Trapianto Capelli e Periodo Post Operatorio FUE

Trapianto Capelli e periodo post-operatorio: molti pazienti temono il periodo post operatorio, specie chi vuole tener segreto l’Autotrapianto.

Trapianto Capelli e periodo post operatorio: il trapianto di capelli FUE un deciso passo avanti.

Il Trapianto Capelli e periodo post operatorio? Ma è necessario fare un piccolo riassunto su un’intervento che ha una lunga storia e che affonda le sue radici nei primi studi condotti a partire dal 1800. Così come lo intendiamo oggi, il Trapianto Capelli fu impostato nel 1939 in Giappone.

Da allora il progresso tecnologico e la messa a punto di tecniche d’intervento più raffinate, hanno fatto fare salti da gigante a questa utile strategia di copertura dei danni dati dalla Calvizie.

Oggi le tecniche di trapianto si dividono essenzialmente in due grandi famiglie: le FUT e le FUE.
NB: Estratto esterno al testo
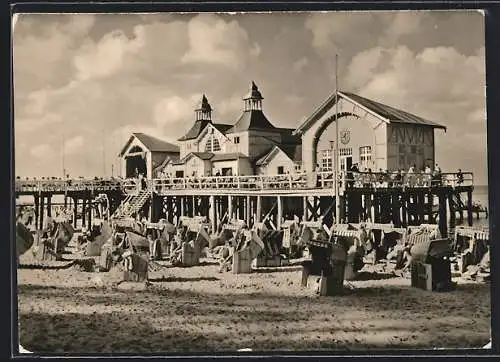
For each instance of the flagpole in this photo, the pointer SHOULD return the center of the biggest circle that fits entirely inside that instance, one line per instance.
(103, 156)
(62, 154)
(337, 159)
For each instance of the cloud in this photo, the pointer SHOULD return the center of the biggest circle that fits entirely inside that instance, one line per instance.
(42, 57)
(300, 64)
(88, 75)
(171, 110)
(74, 145)
(105, 57)
(230, 105)
(42, 151)
(439, 84)
(213, 40)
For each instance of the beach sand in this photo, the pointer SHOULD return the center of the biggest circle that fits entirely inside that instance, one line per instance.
(198, 309)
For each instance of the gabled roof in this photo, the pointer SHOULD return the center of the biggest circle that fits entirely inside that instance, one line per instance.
(384, 112)
(195, 131)
(205, 156)
(153, 144)
(293, 152)
(221, 127)
(201, 155)
(251, 120)
(227, 156)
(161, 165)
(390, 113)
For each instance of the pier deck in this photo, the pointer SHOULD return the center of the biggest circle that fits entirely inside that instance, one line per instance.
(410, 200)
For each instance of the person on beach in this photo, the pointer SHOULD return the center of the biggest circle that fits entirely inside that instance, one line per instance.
(460, 177)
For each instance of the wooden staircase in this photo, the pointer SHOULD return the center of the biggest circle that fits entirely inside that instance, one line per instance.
(132, 204)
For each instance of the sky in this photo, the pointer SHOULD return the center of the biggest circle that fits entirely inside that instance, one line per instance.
(84, 82)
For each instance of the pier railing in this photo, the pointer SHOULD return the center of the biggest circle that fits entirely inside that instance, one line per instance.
(31, 186)
(301, 181)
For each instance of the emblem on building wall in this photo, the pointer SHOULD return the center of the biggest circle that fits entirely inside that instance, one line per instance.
(345, 136)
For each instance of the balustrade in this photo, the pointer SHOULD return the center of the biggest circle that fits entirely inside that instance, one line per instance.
(319, 180)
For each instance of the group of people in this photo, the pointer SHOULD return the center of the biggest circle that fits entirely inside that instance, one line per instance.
(426, 177)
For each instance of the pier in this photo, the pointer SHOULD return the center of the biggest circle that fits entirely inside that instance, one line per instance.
(413, 200)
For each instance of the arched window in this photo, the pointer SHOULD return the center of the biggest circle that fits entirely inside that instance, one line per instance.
(135, 149)
(215, 144)
(212, 145)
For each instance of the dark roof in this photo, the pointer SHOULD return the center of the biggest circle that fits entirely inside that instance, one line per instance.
(294, 152)
(227, 156)
(222, 127)
(390, 113)
(153, 144)
(251, 120)
(162, 164)
(202, 155)
(254, 92)
(195, 131)
(204, 105)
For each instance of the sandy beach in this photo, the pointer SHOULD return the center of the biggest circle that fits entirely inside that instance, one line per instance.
(198, 309)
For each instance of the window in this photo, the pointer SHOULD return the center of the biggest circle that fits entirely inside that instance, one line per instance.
(326, 160)
(212, 145)
(365, 156)
(345, 152)
(215, 145)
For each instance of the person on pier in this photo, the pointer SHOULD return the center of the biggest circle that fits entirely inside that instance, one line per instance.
(352, 175)
(460, 177)
(437, 175)
(427, 175)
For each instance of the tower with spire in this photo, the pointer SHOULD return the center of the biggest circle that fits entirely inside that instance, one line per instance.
(204, 110)
(253, 100)
(203, 117)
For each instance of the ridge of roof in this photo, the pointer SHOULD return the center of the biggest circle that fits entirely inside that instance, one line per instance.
(253, 119)
(152, 143)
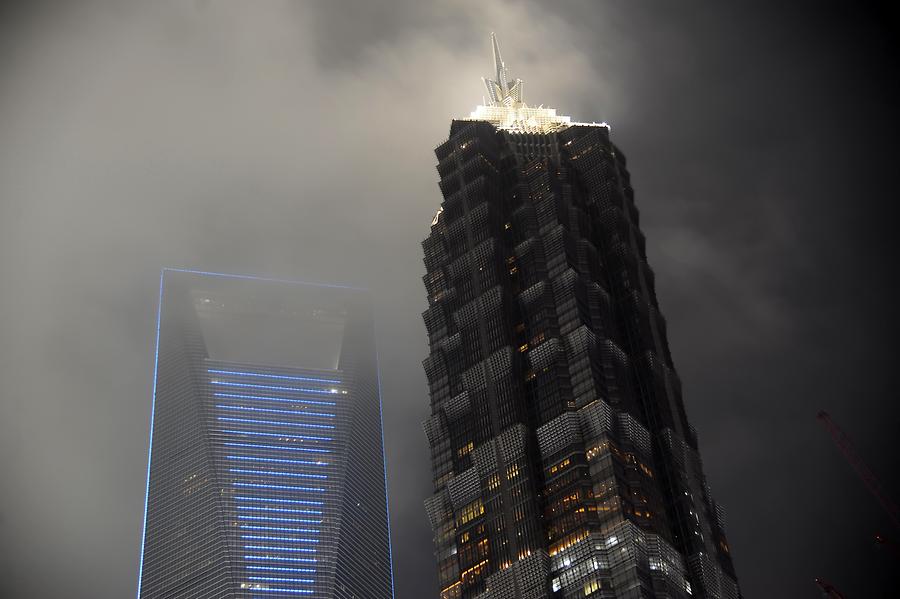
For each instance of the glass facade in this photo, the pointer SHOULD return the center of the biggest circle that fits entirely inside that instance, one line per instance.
(563, 461)
(266, 474)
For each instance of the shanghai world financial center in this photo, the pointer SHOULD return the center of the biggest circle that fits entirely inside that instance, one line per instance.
(266, 475)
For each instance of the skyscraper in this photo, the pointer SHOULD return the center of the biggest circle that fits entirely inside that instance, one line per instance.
(266, 475)
(563, 462)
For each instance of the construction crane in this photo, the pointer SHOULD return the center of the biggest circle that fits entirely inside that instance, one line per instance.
(868, 478)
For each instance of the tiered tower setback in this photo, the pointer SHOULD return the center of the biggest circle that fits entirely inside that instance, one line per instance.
(563, 462)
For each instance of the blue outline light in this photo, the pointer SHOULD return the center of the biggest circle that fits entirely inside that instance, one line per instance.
(275, 387)
(282, 487)
(273, 410)
(387, 509)
(278, 447)
(276, 473)
(273, 376)
(285, 520)
(280, 399)
(274, 422)
(150, 447)
(313, 531)
(280, 435)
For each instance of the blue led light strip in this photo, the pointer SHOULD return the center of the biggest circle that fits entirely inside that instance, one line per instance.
(290, 520)
(283, 487)
(277, 569)
(274, 460)
(314, 531)
(280, 399)
(278, 558)
(293, 549)
(274, 411)
(274, 422)
(276, 387)
(280, 435)
(291, 580)
(274, 473)
(278, 447)
(277, 510)
(150, 448)
(273, 376)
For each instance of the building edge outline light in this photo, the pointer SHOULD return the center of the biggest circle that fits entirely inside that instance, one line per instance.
(387, 509)
(162, 275)
(207, 273)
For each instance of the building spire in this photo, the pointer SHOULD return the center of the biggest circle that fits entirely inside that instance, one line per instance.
(499, 90)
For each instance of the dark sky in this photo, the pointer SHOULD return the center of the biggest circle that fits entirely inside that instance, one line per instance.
(295, 139)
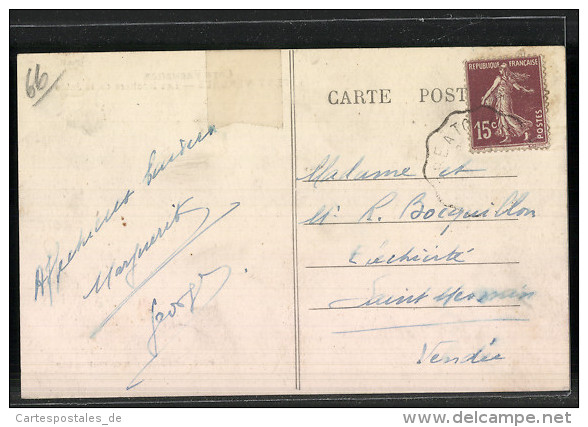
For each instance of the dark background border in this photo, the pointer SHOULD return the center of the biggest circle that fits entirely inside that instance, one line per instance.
(141, 30)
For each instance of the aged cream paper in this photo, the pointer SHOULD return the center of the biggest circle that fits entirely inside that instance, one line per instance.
(285, 222)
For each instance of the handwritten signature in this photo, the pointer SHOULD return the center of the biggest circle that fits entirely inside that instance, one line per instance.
(191, 300)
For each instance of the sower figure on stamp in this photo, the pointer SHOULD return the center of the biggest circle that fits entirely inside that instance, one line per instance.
(499, 96)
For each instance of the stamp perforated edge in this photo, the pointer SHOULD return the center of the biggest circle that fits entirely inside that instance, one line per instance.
(545, 93)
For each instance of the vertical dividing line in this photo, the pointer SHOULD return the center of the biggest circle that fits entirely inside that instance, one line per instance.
(294, 223)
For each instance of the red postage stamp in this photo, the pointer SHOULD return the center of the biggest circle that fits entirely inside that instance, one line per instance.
(507, 103)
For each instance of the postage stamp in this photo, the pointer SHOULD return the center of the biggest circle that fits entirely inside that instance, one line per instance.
(507, 103)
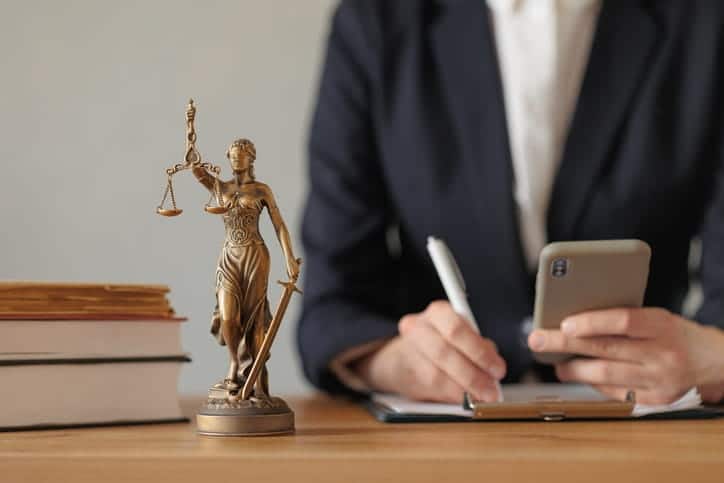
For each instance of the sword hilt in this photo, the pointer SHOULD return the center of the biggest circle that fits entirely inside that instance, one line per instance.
(292, 284)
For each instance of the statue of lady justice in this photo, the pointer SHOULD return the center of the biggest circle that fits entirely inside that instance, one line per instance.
(240, 403)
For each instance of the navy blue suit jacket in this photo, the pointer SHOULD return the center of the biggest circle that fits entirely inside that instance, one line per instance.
(409, 140)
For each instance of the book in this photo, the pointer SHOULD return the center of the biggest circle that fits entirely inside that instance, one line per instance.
(395, 408)
(48, 300)
(113, 337)
(79, 354)
(58, 391)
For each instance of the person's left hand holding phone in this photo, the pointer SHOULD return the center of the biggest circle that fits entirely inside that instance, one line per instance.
(436, 357)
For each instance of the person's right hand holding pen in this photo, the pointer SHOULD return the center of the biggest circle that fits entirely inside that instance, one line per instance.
(438, 356)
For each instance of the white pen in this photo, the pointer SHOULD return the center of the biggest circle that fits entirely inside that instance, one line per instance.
(454, 285)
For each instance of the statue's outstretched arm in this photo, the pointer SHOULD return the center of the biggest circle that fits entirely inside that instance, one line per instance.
(203, 176)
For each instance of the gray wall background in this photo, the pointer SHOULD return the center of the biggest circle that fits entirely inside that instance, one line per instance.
(92, 106)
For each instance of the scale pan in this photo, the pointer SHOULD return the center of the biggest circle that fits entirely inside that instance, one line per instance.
(168, 212)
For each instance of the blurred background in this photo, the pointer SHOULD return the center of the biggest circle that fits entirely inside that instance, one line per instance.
(91, 113)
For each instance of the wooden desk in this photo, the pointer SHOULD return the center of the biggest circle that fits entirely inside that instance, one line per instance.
(339, 442)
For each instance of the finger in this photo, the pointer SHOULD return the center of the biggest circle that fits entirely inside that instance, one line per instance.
(614, 392)
(631, 322)
(433, 384)
(605, 347)
(450, 361)
(604, 372)
(459, 332)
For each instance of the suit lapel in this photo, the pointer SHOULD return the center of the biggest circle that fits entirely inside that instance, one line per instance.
(622, 48)
(465, 54)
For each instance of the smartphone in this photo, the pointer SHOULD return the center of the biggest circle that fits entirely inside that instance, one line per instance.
(579, 276)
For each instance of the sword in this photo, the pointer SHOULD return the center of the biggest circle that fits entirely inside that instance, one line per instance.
(289, 288)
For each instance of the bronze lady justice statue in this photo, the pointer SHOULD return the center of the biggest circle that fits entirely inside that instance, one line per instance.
(242, 316)
(242, 319)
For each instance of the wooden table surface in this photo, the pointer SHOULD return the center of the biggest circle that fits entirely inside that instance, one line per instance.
(337, 441)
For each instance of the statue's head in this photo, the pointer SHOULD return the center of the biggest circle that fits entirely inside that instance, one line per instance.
(242, 154)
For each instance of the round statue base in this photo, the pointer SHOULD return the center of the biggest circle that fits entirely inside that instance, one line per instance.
(220, 417)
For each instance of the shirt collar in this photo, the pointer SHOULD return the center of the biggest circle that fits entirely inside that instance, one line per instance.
(515, 5)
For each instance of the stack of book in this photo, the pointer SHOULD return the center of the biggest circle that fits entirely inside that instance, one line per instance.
(76, 354)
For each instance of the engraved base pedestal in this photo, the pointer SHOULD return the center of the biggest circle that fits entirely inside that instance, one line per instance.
(256, 417)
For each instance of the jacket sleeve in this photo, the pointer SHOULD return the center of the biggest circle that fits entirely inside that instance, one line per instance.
(349, 296)
(711, 268)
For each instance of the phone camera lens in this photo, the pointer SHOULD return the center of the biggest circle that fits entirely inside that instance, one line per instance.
(559, 267)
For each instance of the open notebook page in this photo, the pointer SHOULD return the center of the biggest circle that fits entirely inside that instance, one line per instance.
(527, 392)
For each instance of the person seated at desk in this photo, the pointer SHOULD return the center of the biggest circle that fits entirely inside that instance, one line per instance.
(502, 125)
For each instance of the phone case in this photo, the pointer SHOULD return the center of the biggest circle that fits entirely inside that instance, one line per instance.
(579, 276)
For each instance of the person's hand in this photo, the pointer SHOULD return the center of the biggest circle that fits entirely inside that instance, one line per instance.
(651, 351)
(436, 357)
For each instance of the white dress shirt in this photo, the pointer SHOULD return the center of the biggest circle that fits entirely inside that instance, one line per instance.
(542, 48)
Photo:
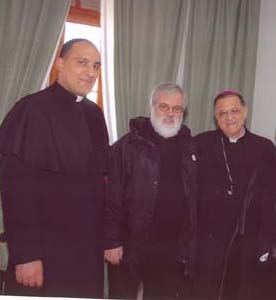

Nelle FUT, messe a punto per prime, una striscia di cuoio capelluto ricca di capelli viene prelevata dalla zona occipitale del paziente e successivamente suddivida in piccoli innesti che vengono trapiantati.

La FUE invece prevede l’estrazione di singole unità follicolari dalla zona donante che vengono in un secondo momento impiantate in zona ricevente.

La differenza è importante sia in termini di conservazione dell’area donante, sia per ciò che riguarda la salute e la facilità di attecchimento degli innesti.

Trapianto Capelli e periodo post operatorio: ricordate la bandana di Berlusconi?

L’esempio più famoso di post-operatorio da trapianto di capelli che conosciamo, riguarda Silvio Berlusconi nell’agosto 2004. Ricordate la bandana sfoggiata nel suo breve soggiorno in Sardegna, con tanto di esibizioni canore ed incontro con Tony Blair?

Chiaramente quella bandana nascondeva un intervento di rinfoltimento chirurgico, uno dei tanti che Berlusconi ha sostenuto negli anni. Così, se anche non avesse voluto rendere pubblica la sua condizione, di fatto tutto il mondo lo ha saputo e ne ha parlato.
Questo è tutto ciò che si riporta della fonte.